FINRA Sells Its ARS Investments, Yet Oversees Arbitrations
By Securities Law on May 4, 2009 | In Legal Actions, Regulatory Announcements, Marketplace, General
According to published reports on Bloomberg, FINRA, supervising 344 investor arbitration cases over auction-rate bonds, skirted losses from auction rate securities by selling its holdings months before the market collapsed.
FINRA, responsible for educating and protecting investors, owned as much as $862.2 million of the debt before exiting the market in the spring of 2007, less than six months before auctions began to fail. Investors who were sold the auction rate securities as money-market alternatives say FINRA, a non-profit corporation owned by banks that oversees 5,000 brokerage firms and 659,000 brokers, failed to protect them. The market froze in February 2008 when banks, which had supported the debt for two decades through periodic dealer-run auctions, stopped buying bonds that investors didn’t want as losses from subprime mortgages spread.
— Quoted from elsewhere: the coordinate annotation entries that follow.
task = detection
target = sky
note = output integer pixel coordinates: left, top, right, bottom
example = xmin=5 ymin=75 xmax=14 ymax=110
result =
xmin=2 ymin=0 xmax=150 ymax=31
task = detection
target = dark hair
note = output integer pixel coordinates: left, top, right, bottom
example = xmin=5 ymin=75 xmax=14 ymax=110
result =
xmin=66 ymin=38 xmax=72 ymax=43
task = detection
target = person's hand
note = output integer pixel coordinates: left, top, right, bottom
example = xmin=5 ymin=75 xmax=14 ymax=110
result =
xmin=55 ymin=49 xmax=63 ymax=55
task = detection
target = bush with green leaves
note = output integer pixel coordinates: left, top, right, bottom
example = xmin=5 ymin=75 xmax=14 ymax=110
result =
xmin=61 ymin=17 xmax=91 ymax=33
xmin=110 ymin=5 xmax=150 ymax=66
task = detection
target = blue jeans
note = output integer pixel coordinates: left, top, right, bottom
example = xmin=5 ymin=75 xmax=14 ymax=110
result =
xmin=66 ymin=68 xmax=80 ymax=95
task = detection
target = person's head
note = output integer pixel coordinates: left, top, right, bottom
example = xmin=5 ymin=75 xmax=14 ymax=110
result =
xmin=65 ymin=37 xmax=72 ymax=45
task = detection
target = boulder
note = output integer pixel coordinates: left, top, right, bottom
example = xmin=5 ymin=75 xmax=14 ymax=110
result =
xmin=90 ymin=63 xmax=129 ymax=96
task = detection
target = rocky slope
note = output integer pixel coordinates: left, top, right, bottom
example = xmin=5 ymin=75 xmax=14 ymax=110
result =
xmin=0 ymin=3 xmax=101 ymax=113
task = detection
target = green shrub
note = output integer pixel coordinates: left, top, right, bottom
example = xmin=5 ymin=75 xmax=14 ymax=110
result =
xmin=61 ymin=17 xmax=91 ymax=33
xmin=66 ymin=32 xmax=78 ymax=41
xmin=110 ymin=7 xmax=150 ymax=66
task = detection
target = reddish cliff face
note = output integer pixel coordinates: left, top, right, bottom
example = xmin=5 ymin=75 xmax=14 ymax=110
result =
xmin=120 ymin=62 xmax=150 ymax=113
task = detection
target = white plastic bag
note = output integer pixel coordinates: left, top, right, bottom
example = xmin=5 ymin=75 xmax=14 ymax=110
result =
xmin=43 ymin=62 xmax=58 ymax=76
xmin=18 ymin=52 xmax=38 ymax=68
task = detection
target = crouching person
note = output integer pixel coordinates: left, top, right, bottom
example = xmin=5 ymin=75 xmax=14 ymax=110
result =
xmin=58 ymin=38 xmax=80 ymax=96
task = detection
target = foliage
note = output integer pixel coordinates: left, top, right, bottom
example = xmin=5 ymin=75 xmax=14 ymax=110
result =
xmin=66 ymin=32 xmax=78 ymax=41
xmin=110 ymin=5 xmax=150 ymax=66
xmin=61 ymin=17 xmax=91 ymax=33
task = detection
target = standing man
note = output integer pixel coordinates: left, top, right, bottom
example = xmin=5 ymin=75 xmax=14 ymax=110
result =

Auction-rate securities (ARS) are long-term notes and preferred stock with interest rates reset through sales every seven, 28 or 35 days. Auctions failed when banks, beset by mounting losses on bonds tied to subprime mortgages, stopped buying bonds that went unsold. Borrowers were forced to pay rates of more than 20 percent and investors got stuck with unwanted securities.
Dozens of auctions continue to fail daily, according to data compiled by Bloomberg.
FINRA issued its first guidance for investors caught in the debt on March 31, 2008, more than a month after the failure rate rose to about 80 percent.
FINRA, known as the National Association of Securities Dealers until its 2007 merger with the regulatory unit of the New York Stock Exchange, invested in auction-rate securities with funds from the $1.6 billion sale of the NASDAQ electronic trading system starting in 2000.